Bonus: the above approach neatly explains the alleged Greenhouse Effect (or absence thereof) on Venus and Mars, regardless of the fact that their atmospheres are nearly 100% CO2 - it's the clouds (or absence thereof) wot dunnit.

- I have only been looking into this for two-and-a-half years and 'only' did O-level physics forty years ago, so clearly have plenty more to learn.
- Has the climate changed in many areas over the last century? It would appear so. Has it remained surprisingly stable in other areas? It would appear so. If the clever scientists with their millions of measurements say it has changed, then probably it has. Just because nobody is sure of the real reason doesn't mean that we should latch on to one particular explanation, especially if it based on pseudo-science.
- There are lots environmental, economic and political reasons for using less fossil fuels, sure, but those are quite different topics. For example, I'm against nuclear weapons, but that does NOT mean that I don't accept the science of nuclear fission. I am, in fact, broadly in favour of reducing fossil fuel use for precisely those reasons, but that does NOT mean that I just blindly accept their pseudo-science. We bribe our kids with the promise of Xmas presents for good behaviour; we don't waffle on about Santa's Naughty List. Treat people like adults and they might just behave like adults.

Wednesday, 20 July 2022

Why Climate "Science" isn't really science.

Ferreting around on my hard disk, looking for an old document, I found this: The People Versus the Climate Research Unit (CRU) by Willis Eschenbach*, which dates back to 2009. The author describes himself as

an amateur scientist with a lifelong interest in the weather and climate. I’m not "directed" by anyone, I’m not a member of a right-wing conspiracy. I’m just a guy trying to move science forwards.

Back in 2004 Warwick Hughes, an Australian climate researcher who had previously been in cordial contact with Phil Jones, the director of the Climate Research Unit of the University of East Anglia (UEA, where the whole AGW scam started, emailed Phil Jones, asking to see copies of the dataset that was used to create the CRU temperature record. Phil Jones famously replied:

Subject: Re: WMO non respondo … Even if WMO agrees, I will still not pass on the data. We have 25 or so years invested in the work. Why should I make the data available to you, when your aim is to try and find something wrong with it. … Cheers Phil

Now this might seem a reasonable response, but, as Willis Eschenbach points out, can only progress if there is a free exchange of scientific data. The scientific model works like this:
• A scientist makes claims, and reveals the data and methods he used to come to his conclusions.
• Other scientists who don’t agree attack the claim by (inter alia) seeing if they can replicate the result, using the first scientist’s data and methods.
• If the claims cannot be replicated, the claim is adjudged to be false.
Obviously, if the data or the methods are kept secret, the claims cannot be verified. Attacking other scientist’s claims is what what scientists do, that's their job description. This adversarial system is the heart of science.
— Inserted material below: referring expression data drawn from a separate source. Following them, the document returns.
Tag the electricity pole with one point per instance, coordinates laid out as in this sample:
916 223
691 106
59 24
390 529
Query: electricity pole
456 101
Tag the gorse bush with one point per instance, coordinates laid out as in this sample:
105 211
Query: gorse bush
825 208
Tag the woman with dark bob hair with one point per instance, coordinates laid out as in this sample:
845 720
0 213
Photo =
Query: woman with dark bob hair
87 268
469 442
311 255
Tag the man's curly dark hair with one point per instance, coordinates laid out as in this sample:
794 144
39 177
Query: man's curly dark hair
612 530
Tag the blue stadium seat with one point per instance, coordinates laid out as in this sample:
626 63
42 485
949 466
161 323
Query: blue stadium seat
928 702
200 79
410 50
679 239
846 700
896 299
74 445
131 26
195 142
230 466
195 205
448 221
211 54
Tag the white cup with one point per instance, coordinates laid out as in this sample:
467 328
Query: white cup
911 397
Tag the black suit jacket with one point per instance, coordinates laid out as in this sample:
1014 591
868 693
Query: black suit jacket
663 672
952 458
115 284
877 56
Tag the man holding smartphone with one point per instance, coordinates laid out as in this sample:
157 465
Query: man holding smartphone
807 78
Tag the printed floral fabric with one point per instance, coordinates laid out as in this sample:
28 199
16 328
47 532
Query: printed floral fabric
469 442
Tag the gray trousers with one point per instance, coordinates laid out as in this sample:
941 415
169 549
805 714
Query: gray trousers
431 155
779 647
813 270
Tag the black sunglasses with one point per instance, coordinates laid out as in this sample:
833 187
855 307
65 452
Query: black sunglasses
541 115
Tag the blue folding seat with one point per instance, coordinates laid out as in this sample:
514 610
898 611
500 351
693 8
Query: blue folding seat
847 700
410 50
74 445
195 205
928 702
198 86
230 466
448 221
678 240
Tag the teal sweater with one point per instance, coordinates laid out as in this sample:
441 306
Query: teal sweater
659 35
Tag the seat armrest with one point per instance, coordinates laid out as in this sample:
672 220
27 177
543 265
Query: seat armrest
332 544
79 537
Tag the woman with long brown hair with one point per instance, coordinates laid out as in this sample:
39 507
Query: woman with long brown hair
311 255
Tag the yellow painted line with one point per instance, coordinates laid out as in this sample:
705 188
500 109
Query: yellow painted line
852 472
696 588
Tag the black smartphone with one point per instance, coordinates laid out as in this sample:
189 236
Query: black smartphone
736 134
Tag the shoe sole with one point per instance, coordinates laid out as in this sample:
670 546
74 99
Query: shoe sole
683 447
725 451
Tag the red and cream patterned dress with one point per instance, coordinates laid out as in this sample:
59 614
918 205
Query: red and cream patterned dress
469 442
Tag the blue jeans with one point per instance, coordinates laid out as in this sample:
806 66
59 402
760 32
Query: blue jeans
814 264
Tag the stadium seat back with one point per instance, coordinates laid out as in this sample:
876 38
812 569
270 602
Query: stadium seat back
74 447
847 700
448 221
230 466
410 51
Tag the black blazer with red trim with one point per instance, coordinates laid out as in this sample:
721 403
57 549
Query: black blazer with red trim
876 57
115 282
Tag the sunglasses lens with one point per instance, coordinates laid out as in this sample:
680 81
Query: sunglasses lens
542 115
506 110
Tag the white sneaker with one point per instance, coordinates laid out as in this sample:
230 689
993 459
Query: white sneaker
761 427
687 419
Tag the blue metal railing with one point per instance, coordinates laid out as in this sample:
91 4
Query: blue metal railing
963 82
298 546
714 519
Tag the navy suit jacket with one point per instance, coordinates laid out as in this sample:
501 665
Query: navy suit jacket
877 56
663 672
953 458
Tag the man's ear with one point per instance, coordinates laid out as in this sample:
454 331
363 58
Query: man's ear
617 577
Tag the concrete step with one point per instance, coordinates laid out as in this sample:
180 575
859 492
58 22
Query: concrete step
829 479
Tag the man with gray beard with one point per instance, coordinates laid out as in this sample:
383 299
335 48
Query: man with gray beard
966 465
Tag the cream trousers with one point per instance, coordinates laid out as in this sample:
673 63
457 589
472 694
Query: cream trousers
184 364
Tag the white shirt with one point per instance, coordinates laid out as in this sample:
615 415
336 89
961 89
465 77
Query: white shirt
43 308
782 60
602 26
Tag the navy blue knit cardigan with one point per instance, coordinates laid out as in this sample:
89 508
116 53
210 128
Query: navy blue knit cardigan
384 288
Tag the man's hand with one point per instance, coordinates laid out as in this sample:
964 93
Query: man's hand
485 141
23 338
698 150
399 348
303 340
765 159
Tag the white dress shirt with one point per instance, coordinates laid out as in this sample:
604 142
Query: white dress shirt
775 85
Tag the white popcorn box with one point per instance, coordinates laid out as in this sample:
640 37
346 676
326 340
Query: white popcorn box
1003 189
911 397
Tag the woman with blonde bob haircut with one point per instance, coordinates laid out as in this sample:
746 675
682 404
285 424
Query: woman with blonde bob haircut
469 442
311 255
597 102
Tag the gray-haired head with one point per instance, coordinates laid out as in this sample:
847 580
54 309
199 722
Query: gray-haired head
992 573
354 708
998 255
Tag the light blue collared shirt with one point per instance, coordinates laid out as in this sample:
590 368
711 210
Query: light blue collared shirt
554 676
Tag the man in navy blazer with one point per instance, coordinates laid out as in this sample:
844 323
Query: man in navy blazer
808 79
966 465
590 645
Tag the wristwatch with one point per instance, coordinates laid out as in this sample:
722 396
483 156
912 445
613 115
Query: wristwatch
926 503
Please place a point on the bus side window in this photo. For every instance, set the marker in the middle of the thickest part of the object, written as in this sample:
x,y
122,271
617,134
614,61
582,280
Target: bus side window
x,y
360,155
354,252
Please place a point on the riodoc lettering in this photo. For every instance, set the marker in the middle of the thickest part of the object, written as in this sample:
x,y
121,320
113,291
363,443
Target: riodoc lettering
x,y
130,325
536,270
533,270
The importance of the Scientific Method is obvious: if other scientists can't see the original data on which a theory is based, the author of the theory can claim any old tosh and it would be very difficult to prove it wrong, as recent history has shown.

*Sadly, I did not keep a record of where I found this on the internet, but if anyone woud like a copy, I would be happy to email it to them.

Edit: Sobers has provided me with a link.